Let $p_n$ be the $n$th prime.
For integers $k \ge 3, c \ge 1$, does it follow that:
$$\sum_{k \le i < k+c}(p_i - 2c) > 0$$
If not, is there a minimum value of $k$ where it is true?
I know that it is not true for $k=2, c=2$ or $k=2, c=3$ since:
- $(3 - 4) + (5 - 4) = 0$
- $(3 - 6) + (5 - 6) + (7 - 6) = -3$
The base case is true for $k \ge 3$ since $5 > 2$.
Is there a straight forward way to prove this? Is this a very difficult question that does not have a known answer?

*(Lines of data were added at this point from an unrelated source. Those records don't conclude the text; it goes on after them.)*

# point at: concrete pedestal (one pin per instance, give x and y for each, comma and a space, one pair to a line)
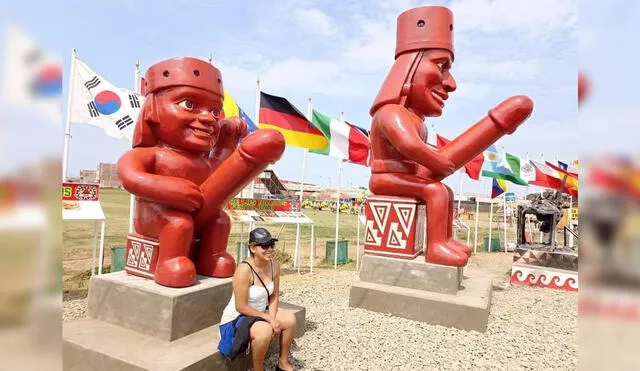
424, 292
135, 324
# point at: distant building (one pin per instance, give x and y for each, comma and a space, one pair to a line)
89, 176
108, 175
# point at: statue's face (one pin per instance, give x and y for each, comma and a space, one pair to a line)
188, 118
432, 83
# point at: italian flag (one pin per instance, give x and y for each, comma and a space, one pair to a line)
344, 140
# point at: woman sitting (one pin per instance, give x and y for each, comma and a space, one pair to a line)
252, 315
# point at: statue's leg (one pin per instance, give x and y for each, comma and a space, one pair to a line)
459, 245
254, 154
213, 259
441, 249
174, 231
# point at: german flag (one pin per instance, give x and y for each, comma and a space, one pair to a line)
279, 114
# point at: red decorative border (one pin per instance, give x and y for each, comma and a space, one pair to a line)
539, 281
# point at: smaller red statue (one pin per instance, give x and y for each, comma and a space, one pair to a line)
185, 165
416, 87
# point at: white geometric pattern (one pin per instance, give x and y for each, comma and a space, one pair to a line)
380, 211
145, 259
372, 235
134, 254
405, 214
395, 238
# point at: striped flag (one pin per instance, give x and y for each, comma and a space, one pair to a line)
344, 140
279, 114
231, 109
95, 101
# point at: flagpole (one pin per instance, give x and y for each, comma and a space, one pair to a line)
67, 130
504, 216
256, 120
335, 246
490, 217
132, 198
304, 167
455, 235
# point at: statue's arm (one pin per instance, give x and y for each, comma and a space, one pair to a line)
135, 170
231, 131
405, 138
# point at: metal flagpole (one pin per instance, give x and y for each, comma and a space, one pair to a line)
475, 239
504, 215
335, 247
304, 167
455, 235
358, 241
256, 121
67, 130
132, 198
490, 220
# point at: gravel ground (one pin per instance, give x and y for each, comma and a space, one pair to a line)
529, 329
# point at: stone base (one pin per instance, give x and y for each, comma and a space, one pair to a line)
135, 324
467, 308
412, 274
167, 313
552, 278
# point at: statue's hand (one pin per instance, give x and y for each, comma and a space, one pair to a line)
442, 167
511, 113
184, 195
233, 127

Edit: Here are some details for $c\ge 13$
I found this paper which suggests for very large $x$ that if $S(x)$ is the sum of primes less than $x$, then:
$$S(x) > \frac{x^2}{2\log x} + \frac{x^2}{4\log^2 x} + \frac{x^2}{4\log^3 x} + \frac{1.2x^2}{8\log^4 x}$$
Massias and Robin showed that for $n \ge 13$:
$$p_n \le n\left(\log n + \log \log n - 1 + \frac{1.8\log\log n}{\log n}\right)$$
So for $c \ge 13$, the $\dfrac{\text{sum of primes}}{\text{count of primes}}$ is greater than:
$\dfrac{S(u)}{c}$
where $u = c\left(\log c + \log \log c - 1 + \frac{1.8\log\log c}{\log c}\right)$
Note that if for a specific $c$ your inequality is true for any particular $k$, it's also true for any larger $k$ as the value on the left would be adding the same number of primes, but with each of them being larger, so the left hand side value would increase. Thus, you only really need to check for $k = 3$.

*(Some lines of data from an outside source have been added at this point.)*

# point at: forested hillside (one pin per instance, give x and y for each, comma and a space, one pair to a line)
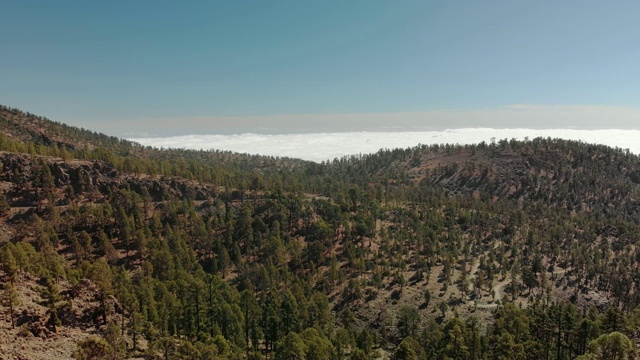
509, 250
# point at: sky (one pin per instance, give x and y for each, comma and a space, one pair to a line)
161, 68
319, 147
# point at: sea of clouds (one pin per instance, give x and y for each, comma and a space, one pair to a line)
327, 146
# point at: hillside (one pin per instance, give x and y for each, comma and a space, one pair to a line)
431, 252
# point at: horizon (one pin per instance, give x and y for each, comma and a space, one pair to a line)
319, 147
297, 67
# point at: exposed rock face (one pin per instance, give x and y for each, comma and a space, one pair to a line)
77, 180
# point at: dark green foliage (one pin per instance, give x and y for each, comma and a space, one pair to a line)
218, 255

Your statement is always true for sufficiently large $c$. To see this, note that
$$\begin{equation}\begin{aligned} \sum_{i=3}^{c+2}(p_i - 2c) & \gt 0 \\ \sum_{i=3}^{c+2}p_i - \sum_{i=3}^{c+2}(2c) & \gt 0 \\ \sum_{i=3}^{c+2}p_i - 2c((c+2) - (3) + 1) & \gt 0 \\ \sum_{i=3}^{c+2}p_i & \gt 2c^2 \end{aligned}\end{equation}\tag{1}\label{eq1A}$$
The Prime number theorem states that
$$p_n \sim n\log(n) \tag{2}\label{eq2A}$$
Now, $\log(n) = 4 \implies n \approx 55$, and $\log(n)$ is an unbounded strictly increasing function, so for large enough $c$, you have that
$$\begin{equation}\begin{aligned} \sum_{i=3}^{c+2}p_i & \gt \sum_{i=3}^{c+2}4i \\ & = 4\left(\frac{(c+2)(c+3)}{2} - 3\right) \\ & = 2(c^2 + 5c) \\ & \gt 2c^2 \end{aligned}\end{equation}\tag{3}\label{eq3A}$$
Thus, you just need to check for $k = 3$ and values of $c$ up to some reasonably large value. This is even just a few hundred, but you may wish to go to something like a thousand or even $1,000,000$ to be absolutely sure. In addition to this, or alternatively if you want to check by hand instead, you can use some of the expressions in the Approximations for the $n$th prime number section of Wikipedia's PNT article, such as that
$$p_n \gt n(\log n + \log \log n - 1), \; n \ge 6 \tag{4}\label{eq4A}$$
This means, for example, that $p_n \gt n\log n$ where $\log \log n \gt 1$, which occurs for $n \ge 16$.